# Israel bans flavoured pods



## Hooked (27/9/19)

https://www.cnbc.com/2019/09/24/isr...s-as-it-weighs-total-ban-on-e-cigarettes.html
24 Sept. 2019

Israel’s Ministry of Health is imposing an immediate ban on the sales of oil-based flavored vaping pods, the Times of Israel reported Tuesday.

The government is also considering a ban on e-cigarettes via a temporary injunction that doesn’t need approval from Israeli’s legislature, according to the Israeli paper.

Reactions: Informative 1


----------



## SmokeyJoe (27/9/19)

The beginning of the end. Unfortunately SA "goverment" follows international trend. Dont see good things to come

Reactions: Agree 4


----------



## Grand Guru (27/9/19)

SmokeyJoe said:


> The beginning of the end. Unfortunately SA "goverment" follows international trend. Dont see good things to come


Yeah, don’t want to trigger a general panic but I ordered 5 liters of VG and PG earlier this week as their shelf life is long. I’m having a bad feeling about all this growing hysteria and I have no intention whatsoever to go back to the stinkies. The world is nuts!

Reactions: Agree 3 | Winner 1


----------



## Wesley (27/9/19)

The most fascinating thing is how quickly this is all happening - usually governments take months to years to implement anything.

The speed with which they are making decisions is the clearest indication that there are other factors at play...

Reactions: Agree 5


----------



## RichJB (27/9/19)

I suspect it's an over-reaction to the US situation. New York, for example, invoked emergency powers that don't have to be approved via the usual democratic governance channels.
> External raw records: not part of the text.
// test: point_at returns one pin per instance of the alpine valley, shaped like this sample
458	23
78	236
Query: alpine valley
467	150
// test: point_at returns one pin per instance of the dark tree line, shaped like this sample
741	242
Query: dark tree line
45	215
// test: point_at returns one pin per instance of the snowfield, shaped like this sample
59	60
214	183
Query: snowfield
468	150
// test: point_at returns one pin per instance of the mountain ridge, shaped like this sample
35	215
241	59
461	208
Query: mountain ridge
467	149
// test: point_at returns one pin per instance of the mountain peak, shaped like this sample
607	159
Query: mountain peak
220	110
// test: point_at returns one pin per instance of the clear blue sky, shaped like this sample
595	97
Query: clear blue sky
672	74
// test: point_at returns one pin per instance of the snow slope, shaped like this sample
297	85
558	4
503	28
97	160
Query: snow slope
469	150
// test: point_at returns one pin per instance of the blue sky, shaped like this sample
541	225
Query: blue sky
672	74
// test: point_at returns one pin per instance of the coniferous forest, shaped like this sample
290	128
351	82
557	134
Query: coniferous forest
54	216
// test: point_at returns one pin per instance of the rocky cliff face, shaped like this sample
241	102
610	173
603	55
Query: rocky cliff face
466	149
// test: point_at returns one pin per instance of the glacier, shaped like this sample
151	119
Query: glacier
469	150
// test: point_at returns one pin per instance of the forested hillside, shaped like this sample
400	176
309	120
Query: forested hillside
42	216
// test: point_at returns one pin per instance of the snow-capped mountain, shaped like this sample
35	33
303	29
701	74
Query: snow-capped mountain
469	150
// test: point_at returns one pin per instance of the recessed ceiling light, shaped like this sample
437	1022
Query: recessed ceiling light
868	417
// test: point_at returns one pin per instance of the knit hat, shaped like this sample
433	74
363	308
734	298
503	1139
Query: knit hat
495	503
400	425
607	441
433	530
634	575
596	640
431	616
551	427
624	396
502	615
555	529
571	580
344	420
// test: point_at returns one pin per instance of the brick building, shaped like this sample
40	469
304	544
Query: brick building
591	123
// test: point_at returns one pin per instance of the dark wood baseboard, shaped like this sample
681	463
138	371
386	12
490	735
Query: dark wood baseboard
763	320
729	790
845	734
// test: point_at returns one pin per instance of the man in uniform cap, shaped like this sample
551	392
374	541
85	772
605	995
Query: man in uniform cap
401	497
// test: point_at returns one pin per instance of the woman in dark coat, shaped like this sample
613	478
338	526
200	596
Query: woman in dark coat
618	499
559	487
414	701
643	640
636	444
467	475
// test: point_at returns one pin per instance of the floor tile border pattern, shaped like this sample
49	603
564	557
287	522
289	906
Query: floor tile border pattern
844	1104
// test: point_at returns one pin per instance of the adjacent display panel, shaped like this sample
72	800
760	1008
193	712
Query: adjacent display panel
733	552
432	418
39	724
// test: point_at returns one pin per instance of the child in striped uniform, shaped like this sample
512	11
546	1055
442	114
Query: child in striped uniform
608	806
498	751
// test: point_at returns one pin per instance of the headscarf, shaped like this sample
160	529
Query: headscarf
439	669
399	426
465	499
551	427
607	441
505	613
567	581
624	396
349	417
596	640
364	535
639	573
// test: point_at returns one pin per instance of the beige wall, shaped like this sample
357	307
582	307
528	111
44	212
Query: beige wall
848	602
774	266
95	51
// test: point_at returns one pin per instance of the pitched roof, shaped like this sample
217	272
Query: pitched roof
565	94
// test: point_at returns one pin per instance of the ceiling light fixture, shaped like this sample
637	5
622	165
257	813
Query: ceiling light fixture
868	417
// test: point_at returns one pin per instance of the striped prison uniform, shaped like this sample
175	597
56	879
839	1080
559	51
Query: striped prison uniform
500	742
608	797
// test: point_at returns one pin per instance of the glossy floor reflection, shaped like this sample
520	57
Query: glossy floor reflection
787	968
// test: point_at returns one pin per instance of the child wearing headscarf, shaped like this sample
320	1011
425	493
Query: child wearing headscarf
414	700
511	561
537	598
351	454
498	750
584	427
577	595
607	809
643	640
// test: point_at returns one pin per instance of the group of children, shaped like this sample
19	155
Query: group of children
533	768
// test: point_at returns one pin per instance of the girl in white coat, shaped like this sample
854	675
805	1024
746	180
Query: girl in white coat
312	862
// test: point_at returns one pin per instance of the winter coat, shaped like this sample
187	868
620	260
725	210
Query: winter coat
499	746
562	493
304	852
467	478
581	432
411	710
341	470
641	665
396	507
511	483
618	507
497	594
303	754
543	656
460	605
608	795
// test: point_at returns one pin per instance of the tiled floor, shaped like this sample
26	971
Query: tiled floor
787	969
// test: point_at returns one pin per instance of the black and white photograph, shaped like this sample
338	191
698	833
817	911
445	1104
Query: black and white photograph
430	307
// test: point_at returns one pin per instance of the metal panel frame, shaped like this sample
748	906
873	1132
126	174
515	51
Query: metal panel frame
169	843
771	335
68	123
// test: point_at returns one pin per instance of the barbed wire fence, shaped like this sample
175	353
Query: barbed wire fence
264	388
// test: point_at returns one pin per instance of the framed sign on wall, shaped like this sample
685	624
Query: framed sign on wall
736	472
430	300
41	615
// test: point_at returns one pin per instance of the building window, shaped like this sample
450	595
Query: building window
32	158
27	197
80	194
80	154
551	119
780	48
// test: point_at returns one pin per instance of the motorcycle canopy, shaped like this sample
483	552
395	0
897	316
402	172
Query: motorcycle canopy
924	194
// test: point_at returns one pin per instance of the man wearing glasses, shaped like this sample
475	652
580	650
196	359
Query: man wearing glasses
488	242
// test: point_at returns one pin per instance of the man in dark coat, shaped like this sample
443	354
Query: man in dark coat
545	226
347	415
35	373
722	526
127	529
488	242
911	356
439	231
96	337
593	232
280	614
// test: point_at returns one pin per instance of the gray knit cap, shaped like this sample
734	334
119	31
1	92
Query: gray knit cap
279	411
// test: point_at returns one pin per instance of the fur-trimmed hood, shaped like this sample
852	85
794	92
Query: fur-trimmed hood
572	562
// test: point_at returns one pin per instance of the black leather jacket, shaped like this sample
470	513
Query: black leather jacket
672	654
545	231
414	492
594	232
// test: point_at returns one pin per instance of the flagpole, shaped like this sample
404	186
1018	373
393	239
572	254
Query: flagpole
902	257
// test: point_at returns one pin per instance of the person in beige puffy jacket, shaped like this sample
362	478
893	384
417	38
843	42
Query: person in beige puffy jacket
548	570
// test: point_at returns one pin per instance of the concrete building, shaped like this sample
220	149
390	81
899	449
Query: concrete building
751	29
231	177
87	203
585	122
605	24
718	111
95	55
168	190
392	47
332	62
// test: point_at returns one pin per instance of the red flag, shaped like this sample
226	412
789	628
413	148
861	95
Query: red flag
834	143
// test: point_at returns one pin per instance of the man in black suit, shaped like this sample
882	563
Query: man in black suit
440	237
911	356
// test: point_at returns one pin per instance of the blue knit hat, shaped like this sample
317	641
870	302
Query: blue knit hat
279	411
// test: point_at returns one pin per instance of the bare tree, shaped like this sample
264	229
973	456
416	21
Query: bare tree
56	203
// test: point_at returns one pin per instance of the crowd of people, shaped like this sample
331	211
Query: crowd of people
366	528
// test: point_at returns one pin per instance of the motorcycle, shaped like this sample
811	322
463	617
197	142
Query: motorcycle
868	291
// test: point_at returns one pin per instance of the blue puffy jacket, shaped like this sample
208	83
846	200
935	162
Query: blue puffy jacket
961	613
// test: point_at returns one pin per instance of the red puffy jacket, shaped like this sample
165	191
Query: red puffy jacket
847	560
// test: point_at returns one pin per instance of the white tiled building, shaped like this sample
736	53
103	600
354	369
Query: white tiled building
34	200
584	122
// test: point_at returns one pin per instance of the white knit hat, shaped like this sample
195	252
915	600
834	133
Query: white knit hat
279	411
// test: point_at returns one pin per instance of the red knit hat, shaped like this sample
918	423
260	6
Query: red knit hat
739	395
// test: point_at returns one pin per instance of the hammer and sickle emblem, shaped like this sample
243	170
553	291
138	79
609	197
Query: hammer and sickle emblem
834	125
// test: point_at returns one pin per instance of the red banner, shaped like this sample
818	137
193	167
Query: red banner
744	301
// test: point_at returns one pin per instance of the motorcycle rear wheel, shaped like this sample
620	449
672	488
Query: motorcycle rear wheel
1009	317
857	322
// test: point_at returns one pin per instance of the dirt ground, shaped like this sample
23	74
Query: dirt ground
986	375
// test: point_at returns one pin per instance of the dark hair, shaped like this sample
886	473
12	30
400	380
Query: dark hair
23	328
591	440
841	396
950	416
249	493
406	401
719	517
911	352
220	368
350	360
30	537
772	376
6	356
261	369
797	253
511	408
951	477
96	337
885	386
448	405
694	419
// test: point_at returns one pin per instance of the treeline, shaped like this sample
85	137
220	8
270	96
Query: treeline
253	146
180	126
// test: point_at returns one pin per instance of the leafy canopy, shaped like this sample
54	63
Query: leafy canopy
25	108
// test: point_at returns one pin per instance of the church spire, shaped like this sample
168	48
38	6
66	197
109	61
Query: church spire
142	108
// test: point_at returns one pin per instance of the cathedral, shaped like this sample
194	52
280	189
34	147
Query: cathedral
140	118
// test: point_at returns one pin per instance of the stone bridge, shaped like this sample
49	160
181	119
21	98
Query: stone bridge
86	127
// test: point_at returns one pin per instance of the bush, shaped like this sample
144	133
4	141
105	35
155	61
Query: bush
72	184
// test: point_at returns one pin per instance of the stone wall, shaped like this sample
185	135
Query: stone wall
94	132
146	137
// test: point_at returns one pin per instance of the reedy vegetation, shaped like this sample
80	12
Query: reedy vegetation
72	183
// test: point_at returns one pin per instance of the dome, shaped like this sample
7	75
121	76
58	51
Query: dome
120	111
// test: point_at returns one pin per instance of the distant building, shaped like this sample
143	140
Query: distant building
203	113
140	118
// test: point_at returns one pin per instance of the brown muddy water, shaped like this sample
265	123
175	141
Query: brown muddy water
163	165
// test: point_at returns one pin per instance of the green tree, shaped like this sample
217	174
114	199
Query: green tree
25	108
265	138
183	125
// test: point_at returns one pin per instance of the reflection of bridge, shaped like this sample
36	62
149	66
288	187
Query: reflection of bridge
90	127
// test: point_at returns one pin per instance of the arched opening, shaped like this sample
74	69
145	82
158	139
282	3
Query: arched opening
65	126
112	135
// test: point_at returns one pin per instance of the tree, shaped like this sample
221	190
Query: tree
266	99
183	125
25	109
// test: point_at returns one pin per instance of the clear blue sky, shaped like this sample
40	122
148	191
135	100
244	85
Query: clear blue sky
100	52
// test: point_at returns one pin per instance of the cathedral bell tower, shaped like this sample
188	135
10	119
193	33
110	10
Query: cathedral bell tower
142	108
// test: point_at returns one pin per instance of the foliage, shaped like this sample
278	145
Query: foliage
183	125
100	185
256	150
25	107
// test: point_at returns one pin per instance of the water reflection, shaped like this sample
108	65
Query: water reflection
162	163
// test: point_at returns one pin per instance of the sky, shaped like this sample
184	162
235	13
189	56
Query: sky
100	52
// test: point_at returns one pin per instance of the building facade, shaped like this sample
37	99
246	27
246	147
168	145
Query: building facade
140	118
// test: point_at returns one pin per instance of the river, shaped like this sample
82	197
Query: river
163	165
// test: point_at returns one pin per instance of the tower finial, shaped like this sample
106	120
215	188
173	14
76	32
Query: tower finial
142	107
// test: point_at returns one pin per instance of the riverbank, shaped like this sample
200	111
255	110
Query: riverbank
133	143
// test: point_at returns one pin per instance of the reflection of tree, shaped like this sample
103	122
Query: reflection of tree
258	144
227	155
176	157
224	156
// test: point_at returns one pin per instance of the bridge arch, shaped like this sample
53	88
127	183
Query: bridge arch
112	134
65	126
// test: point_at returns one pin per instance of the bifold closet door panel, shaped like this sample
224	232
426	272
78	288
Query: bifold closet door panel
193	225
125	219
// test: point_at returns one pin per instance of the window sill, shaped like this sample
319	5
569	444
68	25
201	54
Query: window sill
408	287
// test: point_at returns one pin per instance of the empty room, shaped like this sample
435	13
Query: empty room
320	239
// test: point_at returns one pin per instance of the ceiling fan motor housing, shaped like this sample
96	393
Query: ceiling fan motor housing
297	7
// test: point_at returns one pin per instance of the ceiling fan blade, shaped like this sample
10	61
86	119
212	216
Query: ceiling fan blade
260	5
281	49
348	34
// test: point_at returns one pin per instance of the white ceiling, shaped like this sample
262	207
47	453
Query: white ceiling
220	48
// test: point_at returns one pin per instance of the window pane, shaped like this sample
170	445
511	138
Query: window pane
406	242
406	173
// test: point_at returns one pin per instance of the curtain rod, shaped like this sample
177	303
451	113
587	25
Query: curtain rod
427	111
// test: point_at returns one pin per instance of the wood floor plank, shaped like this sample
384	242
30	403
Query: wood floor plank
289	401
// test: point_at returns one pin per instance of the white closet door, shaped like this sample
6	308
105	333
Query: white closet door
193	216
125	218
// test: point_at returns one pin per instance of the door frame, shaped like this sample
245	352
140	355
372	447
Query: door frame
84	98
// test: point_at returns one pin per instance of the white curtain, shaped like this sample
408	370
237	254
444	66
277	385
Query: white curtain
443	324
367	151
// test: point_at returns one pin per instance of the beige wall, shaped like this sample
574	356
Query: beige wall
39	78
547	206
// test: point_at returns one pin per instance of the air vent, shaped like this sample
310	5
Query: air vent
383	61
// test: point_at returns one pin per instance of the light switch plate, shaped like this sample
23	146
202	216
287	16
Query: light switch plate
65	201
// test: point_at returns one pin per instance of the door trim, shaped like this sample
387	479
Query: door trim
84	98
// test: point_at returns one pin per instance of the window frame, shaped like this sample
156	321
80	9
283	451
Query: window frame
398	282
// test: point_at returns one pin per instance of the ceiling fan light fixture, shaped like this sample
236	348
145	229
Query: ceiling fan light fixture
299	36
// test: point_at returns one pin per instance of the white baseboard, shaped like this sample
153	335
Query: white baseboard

Once they realise it's not the end of the world, I suspect things will calm down. Although by then all the laws will be in place. Whether they go to any effort to revoke the "emergency measures" remains to be seen.

Reactions: Like 2


----------



## Oupa (27/9/19)

Even though we know our government is on an anti-smoking (and vaping) crusade, keep in mind that the South African constitution is regarded as one of the best and most advanced in the world. It is not as easy as just banning something, because the president or a minister doesn't like it.

Legislation and regulations take time to implement in SA, so let's hope the right channels are followed with input from all the necessary stake holders, so that we can also be a world leader and example of how to deal with vaping (see UK and NZ) by setting a proper and fair regulatory framework.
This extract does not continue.